Fort de cet appoint de quelques centaines d’hommes, M. Siaka Stevens pouvait alors se permettre d’annoncer – face à l’armée sierra-léonaise restée dans ses casernes – la création d’une milice populaire tout en menant à bien son projet de modification des institutions qui se soldait le 19 avril par la proclamation de la République par le Parlement. La même assemblée, amendant la Constitution, faisait du président de la République le chef réel de l’exécutif, et élisait à ce poste M. Siaka Stevens demeuré jusqu’alors Premier ministre.
Prêtant aussitôt serment, ce dernier déclarait que la République de Sierra Leone resterait membre du Commonwealth, tout en se gardant la possibilité d’entretenir avec tous les pays qui le désiraient « des relations amicales fondées sur le respect et l’égalité avec elle ».
Ainsi ont été tranchés les liens institutionnels qui unissaient encore la Sierra Leone à la Couronne d’Angleterre. Sans doute les Britanniques se sont-ils inquiétés des perspectives d’évolution de cette situation nouvelle. Si M. Siaka Stevens semble avoir maintenant la situation en mains, il n’en reste pas moins qu’au cours des débats parlementaires, l’opposition n’a pas ménagé ses critiques, visant en particulier les accords de défense avec la Guinée-Conakry. Il y a peut-être là matière à conflit pour l’avenir d’autant plus que dans l’immédiat le nouveau régime paraît être fortement influencé par son voisin guinéen.

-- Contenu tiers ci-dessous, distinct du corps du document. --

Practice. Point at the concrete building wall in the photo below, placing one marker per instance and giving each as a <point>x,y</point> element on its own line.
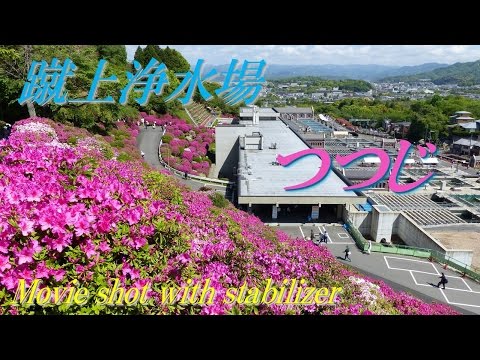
<point>227,149</point>
<point>462,256</point>
<point>362,220</point>
<point>383,223</point>
<point>411,233</point>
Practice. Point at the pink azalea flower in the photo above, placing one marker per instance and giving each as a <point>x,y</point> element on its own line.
<point>25,256</point>
<point>4,263</point>
<point>26,226</point>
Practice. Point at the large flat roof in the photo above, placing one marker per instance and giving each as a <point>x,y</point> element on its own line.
<point>259,178</point>
<point>293,110</point>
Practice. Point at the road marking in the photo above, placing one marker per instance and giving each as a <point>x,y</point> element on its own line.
<point>466,284</point>
<point>394,257</point>
<point>423,272</point>
<point>303,235</point>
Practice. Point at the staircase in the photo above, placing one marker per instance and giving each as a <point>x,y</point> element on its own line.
<point>200,115</point>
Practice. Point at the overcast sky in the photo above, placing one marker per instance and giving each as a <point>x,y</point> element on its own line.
<point>327,54</point>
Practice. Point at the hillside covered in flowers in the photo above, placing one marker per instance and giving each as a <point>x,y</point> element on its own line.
<point>77,207</point>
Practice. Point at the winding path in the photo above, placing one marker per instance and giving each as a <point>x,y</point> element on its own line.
<point>148,141</point>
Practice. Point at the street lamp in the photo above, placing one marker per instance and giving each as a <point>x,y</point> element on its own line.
<point>470,148</point>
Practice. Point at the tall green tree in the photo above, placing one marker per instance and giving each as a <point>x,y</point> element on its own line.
<point>15,61</point>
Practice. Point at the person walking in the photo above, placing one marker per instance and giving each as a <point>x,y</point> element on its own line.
<point>347,254</point>
<point>443,281</point>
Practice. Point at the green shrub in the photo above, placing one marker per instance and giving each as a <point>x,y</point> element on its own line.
<point>107,152</point>
<point>117,143</point>
<point>123,157</point>
<point>166,139</point>
<point>72,140</point>
<point>219,201</point>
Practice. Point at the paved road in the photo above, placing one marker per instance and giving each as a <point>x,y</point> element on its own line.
<point>416,276</point>
<point>148,141</point>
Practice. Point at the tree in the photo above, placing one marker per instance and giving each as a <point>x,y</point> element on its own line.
<point>14,65</point>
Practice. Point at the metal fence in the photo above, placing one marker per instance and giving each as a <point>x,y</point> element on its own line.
<point>432,255</point>
<point>189,176</point>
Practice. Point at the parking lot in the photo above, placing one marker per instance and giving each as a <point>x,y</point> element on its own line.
<point>459,291</point>
<point>336,234</point>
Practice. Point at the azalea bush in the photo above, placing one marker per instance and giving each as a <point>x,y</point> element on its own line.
<point>184,145</point>
<point>69,213</point>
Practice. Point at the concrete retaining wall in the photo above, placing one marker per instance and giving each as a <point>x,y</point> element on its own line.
<point>413,235</point>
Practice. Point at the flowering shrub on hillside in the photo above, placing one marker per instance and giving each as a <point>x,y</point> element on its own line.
<point>68,213</point>
<point>184,144</point>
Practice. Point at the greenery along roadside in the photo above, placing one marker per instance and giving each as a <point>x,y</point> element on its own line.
<point>15,62</point>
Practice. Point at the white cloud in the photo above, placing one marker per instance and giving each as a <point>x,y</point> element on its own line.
<point>327,54</point>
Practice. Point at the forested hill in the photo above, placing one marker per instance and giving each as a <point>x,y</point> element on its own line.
<point>313,83</point>
<point>464,74</point>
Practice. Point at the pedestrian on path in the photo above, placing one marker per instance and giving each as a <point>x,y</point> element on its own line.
<point>443,281</point>
<point>347,254</point>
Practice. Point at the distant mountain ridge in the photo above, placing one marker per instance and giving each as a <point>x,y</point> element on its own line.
<point>336,72</point>
<point>464,74</point>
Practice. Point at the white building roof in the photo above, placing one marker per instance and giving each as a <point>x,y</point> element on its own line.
<point>467,142</point>
<point>429,161</point>
<point>260,178</point>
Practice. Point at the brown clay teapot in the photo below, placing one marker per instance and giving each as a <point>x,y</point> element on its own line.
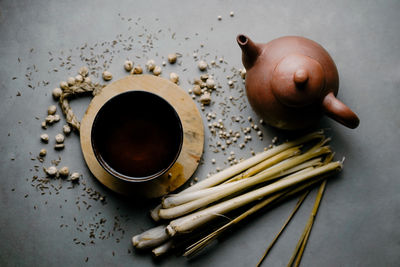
<point>291,81</point>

À Madagascar, flambée de violence dans le sud de la Grande Île
La presse a fait état de graves incidents qui ont éclaté au début du mois d’avril 1971 dans certaines régions du sud de la Grande Île et qui se sont poursuivis pendant 48 heures. Cette action est à mettre à l’actif du Monima, Mouvement national pour l’indépendance de Madagascar. Elle n’a pas semblé avoir surpris les autorités locales qui avaient fait procéder dans la soirée du 31 mars à l’arrestation d’une dizaine de dirigeants de ce mouvement, dont la tentative en définitive s’est soldée très rapidement par un échec.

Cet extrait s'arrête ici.